Earlier this month, the Governmental Accounting Standards Board (GASB) approved Statement No. 77, Tax Abatement Disclosures, which requires state and local governments to report on foregone revenue from tax abatement agreements. This will significantly increase scrutiny of negotiated tax incentives, particularly at the local level. Businesses need to consider how this may change their local incentive strategies.
To summarize, Statement 77 requires state and local governments to disclose basic information about their current incentive agreements, or other agreements, that reduce tax revenue:
- Dollar amounts by which the government’s tax revenues were reduced as a result of tax abatement agreements;
- The name and purpose of each tax abatement program;
- The specific taxes being abated;
- The authority under which the tax abatement agreements are entered into;
- The criteria that make the recipient eligible to receive a tax abatement;
- The mechanism by which the taxes are abated;
- The provisions for recapturing abated taxes (e., clawbacks);
- The types of commitments made by tax abatement recipients; and
- Any other commitments made by the government as part of the agreements.
For tax abatements where a government has reduced its own revenue, disclosed information should be organized by each major tax incentive program. For incentives where one government’s revenue has been reduced by a different government’s abatement (e.g. a municipal property tax incentive reducing a school district’s revenue), disclosed information is based on the government that entered into the abatement agreement and the type of tax being abated.
Statement 77 permits the reporting government to decide whether to report the required information individually or in the aggregate. If agreements are disclosed individually, the government must establish a quantitative threshold to determine which agreements to disclose—it cannot disclose selectively. A reporting government is permitted to omit specific information if it is legally prohibited from disclosures, such as via state confidentiality laws or a confidentiality provision in the agreement itself.
The disclosure provisions of Statement 77 apply only to tax abatement agreements, which are negotiated agreements where a government agrees to forego tax in exchange for some benefit. Tax incentives that do not require an agreement are not affected. Negotiated grants or other non-tax incentives are also not affected.

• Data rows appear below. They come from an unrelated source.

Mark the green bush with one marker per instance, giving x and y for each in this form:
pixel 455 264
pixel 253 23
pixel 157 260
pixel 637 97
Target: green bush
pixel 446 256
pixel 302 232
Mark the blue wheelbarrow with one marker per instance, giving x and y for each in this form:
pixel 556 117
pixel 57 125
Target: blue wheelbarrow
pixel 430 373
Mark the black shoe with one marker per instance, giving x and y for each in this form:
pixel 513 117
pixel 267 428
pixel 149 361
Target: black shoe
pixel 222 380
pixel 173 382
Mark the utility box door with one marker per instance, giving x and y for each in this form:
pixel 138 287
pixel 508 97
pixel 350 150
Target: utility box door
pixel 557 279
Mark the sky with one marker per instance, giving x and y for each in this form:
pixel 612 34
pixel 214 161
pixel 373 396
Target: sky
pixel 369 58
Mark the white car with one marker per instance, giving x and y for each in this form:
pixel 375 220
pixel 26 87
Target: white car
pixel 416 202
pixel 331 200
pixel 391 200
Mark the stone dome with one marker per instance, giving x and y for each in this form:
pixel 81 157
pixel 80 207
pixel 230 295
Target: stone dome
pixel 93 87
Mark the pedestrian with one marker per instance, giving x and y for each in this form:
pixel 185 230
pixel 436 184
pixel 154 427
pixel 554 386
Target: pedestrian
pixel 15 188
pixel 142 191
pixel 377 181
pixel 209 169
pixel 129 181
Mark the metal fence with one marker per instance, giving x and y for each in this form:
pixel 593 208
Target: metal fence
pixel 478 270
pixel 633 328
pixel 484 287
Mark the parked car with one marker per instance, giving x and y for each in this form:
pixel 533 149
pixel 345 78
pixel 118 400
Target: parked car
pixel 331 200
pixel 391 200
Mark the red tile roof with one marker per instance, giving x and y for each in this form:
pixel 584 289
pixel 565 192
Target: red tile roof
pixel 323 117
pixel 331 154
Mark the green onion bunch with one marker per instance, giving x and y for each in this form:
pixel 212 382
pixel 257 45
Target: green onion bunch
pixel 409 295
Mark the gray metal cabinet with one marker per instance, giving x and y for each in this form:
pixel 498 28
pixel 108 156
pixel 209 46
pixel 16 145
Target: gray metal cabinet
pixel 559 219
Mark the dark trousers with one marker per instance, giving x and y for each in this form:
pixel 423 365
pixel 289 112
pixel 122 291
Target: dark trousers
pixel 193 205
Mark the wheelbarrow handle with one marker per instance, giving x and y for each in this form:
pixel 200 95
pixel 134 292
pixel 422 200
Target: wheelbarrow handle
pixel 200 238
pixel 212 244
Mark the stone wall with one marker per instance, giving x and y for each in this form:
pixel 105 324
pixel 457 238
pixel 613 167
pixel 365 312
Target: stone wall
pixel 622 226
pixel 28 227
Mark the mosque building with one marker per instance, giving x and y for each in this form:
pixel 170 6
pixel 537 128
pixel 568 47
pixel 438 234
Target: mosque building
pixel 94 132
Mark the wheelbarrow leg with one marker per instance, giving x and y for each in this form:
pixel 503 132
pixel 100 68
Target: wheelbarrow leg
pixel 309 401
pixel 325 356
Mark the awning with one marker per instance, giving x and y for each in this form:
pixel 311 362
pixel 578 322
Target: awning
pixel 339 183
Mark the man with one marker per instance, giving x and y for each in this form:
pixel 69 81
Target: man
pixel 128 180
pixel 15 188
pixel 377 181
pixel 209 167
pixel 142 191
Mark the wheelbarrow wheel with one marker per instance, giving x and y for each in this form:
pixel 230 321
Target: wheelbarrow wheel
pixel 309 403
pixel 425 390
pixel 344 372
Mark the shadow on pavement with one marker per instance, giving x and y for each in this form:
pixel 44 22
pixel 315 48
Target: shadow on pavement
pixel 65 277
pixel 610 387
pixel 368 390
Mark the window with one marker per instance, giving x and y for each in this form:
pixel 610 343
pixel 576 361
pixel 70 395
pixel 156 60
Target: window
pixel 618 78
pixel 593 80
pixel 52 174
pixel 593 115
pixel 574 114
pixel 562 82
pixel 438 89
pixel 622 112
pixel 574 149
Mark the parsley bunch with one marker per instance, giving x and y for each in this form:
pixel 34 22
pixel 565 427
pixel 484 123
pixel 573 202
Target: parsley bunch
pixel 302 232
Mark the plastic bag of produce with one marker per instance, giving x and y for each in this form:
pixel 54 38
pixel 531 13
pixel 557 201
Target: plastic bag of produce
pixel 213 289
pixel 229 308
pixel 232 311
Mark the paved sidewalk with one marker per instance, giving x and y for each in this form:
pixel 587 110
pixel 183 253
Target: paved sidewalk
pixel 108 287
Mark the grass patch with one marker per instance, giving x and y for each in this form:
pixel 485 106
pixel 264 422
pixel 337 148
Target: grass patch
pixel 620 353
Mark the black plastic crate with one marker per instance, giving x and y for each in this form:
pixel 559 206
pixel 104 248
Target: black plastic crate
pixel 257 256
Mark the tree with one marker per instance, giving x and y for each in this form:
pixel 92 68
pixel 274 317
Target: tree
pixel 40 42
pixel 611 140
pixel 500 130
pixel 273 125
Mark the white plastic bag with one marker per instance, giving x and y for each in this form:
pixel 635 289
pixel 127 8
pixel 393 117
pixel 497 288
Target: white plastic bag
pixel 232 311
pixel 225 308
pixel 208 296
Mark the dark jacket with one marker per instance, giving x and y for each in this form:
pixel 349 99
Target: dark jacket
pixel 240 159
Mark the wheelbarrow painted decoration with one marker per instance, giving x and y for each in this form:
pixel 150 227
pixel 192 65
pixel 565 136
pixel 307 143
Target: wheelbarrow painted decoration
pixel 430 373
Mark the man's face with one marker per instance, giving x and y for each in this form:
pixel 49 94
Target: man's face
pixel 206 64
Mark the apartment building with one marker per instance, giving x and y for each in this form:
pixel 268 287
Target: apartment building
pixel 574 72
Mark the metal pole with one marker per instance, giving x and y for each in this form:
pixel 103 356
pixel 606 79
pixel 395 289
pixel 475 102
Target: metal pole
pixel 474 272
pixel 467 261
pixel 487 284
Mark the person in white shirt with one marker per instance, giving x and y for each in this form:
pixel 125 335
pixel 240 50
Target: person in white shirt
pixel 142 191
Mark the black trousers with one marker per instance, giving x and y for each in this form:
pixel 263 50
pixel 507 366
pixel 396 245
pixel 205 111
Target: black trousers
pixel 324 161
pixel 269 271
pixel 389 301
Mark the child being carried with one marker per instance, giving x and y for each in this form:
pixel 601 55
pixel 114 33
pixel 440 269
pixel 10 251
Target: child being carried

Statement 77 will significantly change the world of incentives, particularly at the local level where negotiated agreements reducing property or sales taxes are common. The disclosures of the amounts of forgone revenue associated with tax abatement programs will provide ammunition to groups criticizing incentives, and gone are the days that The New York Times has to spend 10 months gathering state and local incentive data, as they did in 2012. Businesses should expect increased scrutiny during the approval process as governments become more sensitive to whether they are getting a “good deal.” Companies with existing agreements should also be concerned: local governments may seek to renege on their commitments as the costs become more apparent, particularly when new politicians come into office who were not part of the original deal.
One consideration in negotiating incentives will be to insist on strong confidentiality protections in an agreement. Statement 77 envisions governments limiting reporting if legally prevented from doing so. Securing confidentiality provisions in an incentive agreement, even going so far as to specify the level of detail of financial reporting, will help a business avoid surprise public disclosures, particularly in situations where the amount of incentive benefits may reflect confidential business information.